Position Summary

The purpose of the Analyst I, Quality Control (Non-Clinical) is to perform analytical testing to support the release of Non-Clinical grade rAAV vector lots manufactured in various client departments (including Pre-Clinical Manufacturing, Process Development, MSAT) and external partners. The rAAV vectors tested/characterized by the team will support capsid technology development, intellectual property portfolio, and internal progression of early-stage gene therapy programs.

Job Responsibilities

Perform routine and complex execution of molecular biology and biochemistry analytical methods such as qPCR, d/ddPCR, ELISA, HPLC, endotoxin etc.

Organize and perform data analysis at completion of each test method, peer review data.

Assist with the evaluation of analytical results and final reports.

Follow SOPs and document analytical test method procedures.
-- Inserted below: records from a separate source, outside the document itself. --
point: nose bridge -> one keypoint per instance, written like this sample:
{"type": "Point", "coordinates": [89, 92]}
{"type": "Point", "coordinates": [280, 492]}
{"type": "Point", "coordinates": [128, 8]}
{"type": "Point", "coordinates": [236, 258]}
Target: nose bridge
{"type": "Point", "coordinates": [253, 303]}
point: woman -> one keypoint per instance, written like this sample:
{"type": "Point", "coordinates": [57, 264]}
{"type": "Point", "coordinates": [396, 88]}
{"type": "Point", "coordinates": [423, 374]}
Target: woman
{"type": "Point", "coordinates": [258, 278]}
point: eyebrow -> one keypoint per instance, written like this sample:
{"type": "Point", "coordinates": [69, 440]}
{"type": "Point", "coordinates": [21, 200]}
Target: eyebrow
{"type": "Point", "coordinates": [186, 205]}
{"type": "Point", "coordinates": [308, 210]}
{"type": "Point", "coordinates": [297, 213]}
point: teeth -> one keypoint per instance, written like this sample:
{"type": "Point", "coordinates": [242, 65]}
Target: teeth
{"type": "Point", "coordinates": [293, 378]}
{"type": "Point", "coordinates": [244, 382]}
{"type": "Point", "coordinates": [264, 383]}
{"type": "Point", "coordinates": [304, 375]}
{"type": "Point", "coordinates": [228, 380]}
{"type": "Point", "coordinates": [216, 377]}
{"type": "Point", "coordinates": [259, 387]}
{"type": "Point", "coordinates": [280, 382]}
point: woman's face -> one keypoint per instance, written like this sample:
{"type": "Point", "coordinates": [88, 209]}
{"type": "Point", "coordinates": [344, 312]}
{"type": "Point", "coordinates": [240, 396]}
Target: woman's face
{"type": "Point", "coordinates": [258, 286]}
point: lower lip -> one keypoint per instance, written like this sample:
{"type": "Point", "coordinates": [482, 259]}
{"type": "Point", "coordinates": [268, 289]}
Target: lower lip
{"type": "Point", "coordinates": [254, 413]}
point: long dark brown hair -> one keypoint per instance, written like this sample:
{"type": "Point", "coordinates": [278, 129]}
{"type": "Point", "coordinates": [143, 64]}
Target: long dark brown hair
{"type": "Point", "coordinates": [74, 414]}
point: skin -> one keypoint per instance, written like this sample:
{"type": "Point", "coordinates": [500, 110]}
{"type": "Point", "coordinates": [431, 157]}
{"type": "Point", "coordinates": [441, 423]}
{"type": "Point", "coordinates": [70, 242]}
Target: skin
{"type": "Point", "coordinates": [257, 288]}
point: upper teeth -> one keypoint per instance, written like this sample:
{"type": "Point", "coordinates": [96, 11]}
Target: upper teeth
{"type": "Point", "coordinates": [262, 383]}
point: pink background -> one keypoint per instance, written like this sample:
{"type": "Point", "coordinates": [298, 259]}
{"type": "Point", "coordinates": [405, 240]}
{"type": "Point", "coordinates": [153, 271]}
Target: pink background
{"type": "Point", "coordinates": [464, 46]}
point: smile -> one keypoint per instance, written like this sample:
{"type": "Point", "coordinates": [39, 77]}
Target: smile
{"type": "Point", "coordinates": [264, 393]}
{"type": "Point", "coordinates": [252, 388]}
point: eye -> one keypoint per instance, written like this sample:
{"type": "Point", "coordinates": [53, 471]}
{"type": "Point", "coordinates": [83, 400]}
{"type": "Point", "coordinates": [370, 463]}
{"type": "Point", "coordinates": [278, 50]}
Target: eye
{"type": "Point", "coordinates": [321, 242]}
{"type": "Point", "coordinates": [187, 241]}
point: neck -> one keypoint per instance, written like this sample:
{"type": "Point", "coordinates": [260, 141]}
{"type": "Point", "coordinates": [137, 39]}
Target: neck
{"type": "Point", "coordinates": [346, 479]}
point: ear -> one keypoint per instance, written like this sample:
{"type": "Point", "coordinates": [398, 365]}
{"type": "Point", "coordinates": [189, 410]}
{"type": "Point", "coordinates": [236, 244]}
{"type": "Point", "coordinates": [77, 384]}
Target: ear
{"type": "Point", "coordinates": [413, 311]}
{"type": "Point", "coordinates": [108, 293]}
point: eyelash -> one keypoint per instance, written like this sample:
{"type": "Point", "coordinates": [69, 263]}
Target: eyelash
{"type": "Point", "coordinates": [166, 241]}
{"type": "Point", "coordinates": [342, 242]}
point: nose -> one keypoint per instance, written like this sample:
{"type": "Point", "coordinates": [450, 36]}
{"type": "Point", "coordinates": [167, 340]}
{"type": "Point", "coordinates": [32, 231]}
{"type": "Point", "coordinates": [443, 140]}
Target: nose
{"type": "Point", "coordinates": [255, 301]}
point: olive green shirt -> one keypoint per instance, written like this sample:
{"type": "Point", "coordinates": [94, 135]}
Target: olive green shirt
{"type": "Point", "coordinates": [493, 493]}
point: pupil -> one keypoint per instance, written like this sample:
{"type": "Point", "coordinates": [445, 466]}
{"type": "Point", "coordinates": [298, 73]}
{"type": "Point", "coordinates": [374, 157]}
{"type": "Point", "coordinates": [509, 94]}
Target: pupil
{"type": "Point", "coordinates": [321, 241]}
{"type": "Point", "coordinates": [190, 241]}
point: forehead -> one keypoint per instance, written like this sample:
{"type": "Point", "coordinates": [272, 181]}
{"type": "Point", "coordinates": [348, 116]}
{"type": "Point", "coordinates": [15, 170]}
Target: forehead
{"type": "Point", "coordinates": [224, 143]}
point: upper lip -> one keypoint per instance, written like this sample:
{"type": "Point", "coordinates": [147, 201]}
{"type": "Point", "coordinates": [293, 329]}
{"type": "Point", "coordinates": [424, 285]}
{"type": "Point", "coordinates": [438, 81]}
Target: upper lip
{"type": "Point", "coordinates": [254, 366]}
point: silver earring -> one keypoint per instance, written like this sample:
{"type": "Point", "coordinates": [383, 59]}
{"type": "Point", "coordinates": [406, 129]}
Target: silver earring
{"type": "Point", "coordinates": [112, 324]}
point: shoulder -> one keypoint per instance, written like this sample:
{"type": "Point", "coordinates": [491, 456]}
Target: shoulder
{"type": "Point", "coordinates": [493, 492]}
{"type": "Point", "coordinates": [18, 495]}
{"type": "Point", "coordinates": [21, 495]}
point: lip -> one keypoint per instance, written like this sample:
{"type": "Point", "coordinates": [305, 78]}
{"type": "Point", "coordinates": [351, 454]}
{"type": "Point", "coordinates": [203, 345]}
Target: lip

Assist with revisions of work instructions, SOPs, forms, reports, and electronic laboratory notebook analytical records.

Contribute to technical discussions and investigations.

Assist with the management of raw materials, analytical test method supplies, and samples as needed.

Ensure lab areas are clean, organized and equipment, supplies and raw materials are available for use.

Minimum Requirements

Bachelor's degree in biology or related field.

Preferred Education, Experience and Skills

Relevant work experience (0-2 years) in areas such as, analytical testing, development, and technology transfer; in rAAV/gene therapy, recombinant protein/biomolecules, and/or other advanced therapeutic modalities.

Experience with electronic laboratory notebooks is a plus.